Tınaz, Canan - Faruk


     Ses sanatçısı Faruk Tınaz’ın evini basıp soygun yapan maskeli 6 kişinin, İstanbul’daki lüks villalara yerleştirdikleri yabancı uyruklu hizmetçileri kullanan bir Rus çetesi olduğu sanılıyor.

     Sanatçı Faruk Tınaz’ın villasındaki soygunla ilgili ipuçlarını değerlendiren polis, zengin kişilerin evlerine yerleştirdikleri yabancı uyruklu hizmetçilerle soygun yapan uluslararası bir çetenin izini buldu. Polis Tınaz’ın evinde kısa bir süre çalışan ve 3 ayrı pasaportu olduğu belirlenen eski hizmetçinin peşinde.

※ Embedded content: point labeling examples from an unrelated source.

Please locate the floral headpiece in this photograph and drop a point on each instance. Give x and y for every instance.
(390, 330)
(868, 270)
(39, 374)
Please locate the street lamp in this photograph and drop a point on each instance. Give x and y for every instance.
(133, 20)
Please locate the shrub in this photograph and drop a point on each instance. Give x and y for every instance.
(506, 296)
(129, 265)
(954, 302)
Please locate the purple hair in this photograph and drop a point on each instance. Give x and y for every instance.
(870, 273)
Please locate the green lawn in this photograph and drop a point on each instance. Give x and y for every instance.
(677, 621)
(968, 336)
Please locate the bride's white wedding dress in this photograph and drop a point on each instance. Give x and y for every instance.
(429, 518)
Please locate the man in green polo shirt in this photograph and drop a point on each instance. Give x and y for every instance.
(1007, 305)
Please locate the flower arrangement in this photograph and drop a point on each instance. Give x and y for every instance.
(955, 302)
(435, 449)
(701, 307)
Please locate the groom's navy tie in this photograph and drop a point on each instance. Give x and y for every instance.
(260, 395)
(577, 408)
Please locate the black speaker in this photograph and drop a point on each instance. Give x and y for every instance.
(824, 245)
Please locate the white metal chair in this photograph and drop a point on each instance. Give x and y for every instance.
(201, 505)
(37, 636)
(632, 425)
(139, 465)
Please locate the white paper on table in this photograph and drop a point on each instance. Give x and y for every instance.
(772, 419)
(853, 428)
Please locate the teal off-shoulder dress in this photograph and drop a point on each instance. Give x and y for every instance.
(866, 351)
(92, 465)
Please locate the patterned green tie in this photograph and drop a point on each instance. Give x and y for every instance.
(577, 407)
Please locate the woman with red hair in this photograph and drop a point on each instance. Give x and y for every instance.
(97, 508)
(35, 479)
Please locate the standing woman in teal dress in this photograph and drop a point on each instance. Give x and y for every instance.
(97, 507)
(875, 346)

     İstanbul polisi, son dönemde gerçekleşen en ilginç soygun olayıyla karşı karşıya. Sanatçı Faruk Tınaz’ın geçen perşembe günü lüks villasına giren 6 kişilik bir soygun çetesi yöntemleriyle polisi şaşkına çevirdi. Yeniköy’deki “Yeşil Konaklar Sitesi”ndeki lüks villaya giren hırsızlar Faruk Tınaz, eşi Canan Tınaz ve Moldovya uyruklu hizmetçisi Maria Teodora’yı bağlayarak etkisiz hale getirdi. Evdeki kasayı gözüne kestiren soyguncular, kasanın şifresini istedi. Tınaz saldırganlara kasanın şifresini vermek istemeyince öldüresiye dövüldü. Tınaz’ın eşinden şifreyi alan soyguncular kasadaki 100 bin Euro, 50 bin dolar ve aileye ait mücevherleri çaldıktan sonra kayıplara karıştı. Yüzünde ve kaburgalarında ezik olduğu tespit edilen Tınaz, tedavisinin ardından dün taburcu edilirken, polis soygunla ilgili geniş çaplı soruşturma başlattı.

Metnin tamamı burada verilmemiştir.